Tylko od razu go pocałowałam. Pocałunek trwał kilka sekund. Spojrzałam mu się w oczy i powiedziałam:
-Kocham Cię..
On mnie bardzo mocno przytulił i tak razem położyliśmy się na łóżku. Ja położyłam swoją głowę na jego klacie i powiedziałam:
-Nie pomyślałabym, że tak to się wszystko potoczy..
-A kto by się tego spodziewał? Ważne, że mam obok siebie takiego aniołka.-powiedział
-Ja i aniołek? Śnisz kochanie.-zaśmiałam się
-W moich jak diablica.
Zaczął się śmiać, a ja razem z nim. Postanowiliśmy obejrzeć jakiś film, akurat leciał 'Trzy metry nad niebem'. Po filmie Adrian powiedział:
-Tak samo zachowałbym się gdyby chodziło o Ciebie.
-Walczyłbyś, cierpiałbyś i płakałbyś?-zapytałam z lekkim uśmiechem
-Jeśli bym Cię stracił oczywiście. Nie przeżyłbym wtedy.

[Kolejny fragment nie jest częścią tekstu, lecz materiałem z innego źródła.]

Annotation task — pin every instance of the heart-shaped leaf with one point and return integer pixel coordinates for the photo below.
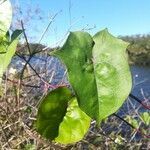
(99, 75)
(77, 56)
(5, 16)
(52, 111)
(74, 125)
(59, 117)
(112, 73)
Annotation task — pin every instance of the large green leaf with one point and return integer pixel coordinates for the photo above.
(52, 111)
(7, 50)
(77, 56)
(112, 73)
(99, 75)
(5, 16)
(74, 125)
(59, 117)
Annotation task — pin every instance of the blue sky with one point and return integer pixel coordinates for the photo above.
(121, 17)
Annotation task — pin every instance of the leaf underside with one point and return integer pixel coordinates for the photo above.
(59, 117)
(98, 71)
(74, 125)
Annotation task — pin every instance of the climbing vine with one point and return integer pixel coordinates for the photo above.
(99, 74)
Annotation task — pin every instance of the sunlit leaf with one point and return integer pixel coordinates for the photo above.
(99, 75)
(112, 73)
(8, 47)
(52, 111)
(74, 125)
(77, 56)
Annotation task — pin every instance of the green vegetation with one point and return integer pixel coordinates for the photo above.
(96, 66)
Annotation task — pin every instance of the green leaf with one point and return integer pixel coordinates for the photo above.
(8, 49)
(99, 75)
(146, 118)
(112, 73)
(77, 56)
(5, 16)
(74, 125)
(52, 111)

-Mięczak z Ciebie. Ja bym miała na Ciebie olewke, a Ty byś płakał.-zażartowałam sobie
-No miło, wiesz?
-Żartowałam głupolu.-pocałowałam go-nie pozwolę Ci cierpieć.
-To chyba na odwrót.-uśmiechnął się-jesteś moim światełkiem. Kiedy na tej imprezie Cię zobaczyłem to zakochałem się w Twoich cudownych oczach, potem w Twoim głosie, a na końcu w całej Tobie.
Przytuliłam się do niego bardzo mocno. Cieszyłam się, że jest już obok, że mówi te cudowne słowa. Po godzinie lub dwóch przyszła do mnie Iza. W tym samym czasie wygłupiałam się akurat z Adrianem. Iza powiedziała:
-To ja nie będę Wam przeszkadzać, przyjdę jutro.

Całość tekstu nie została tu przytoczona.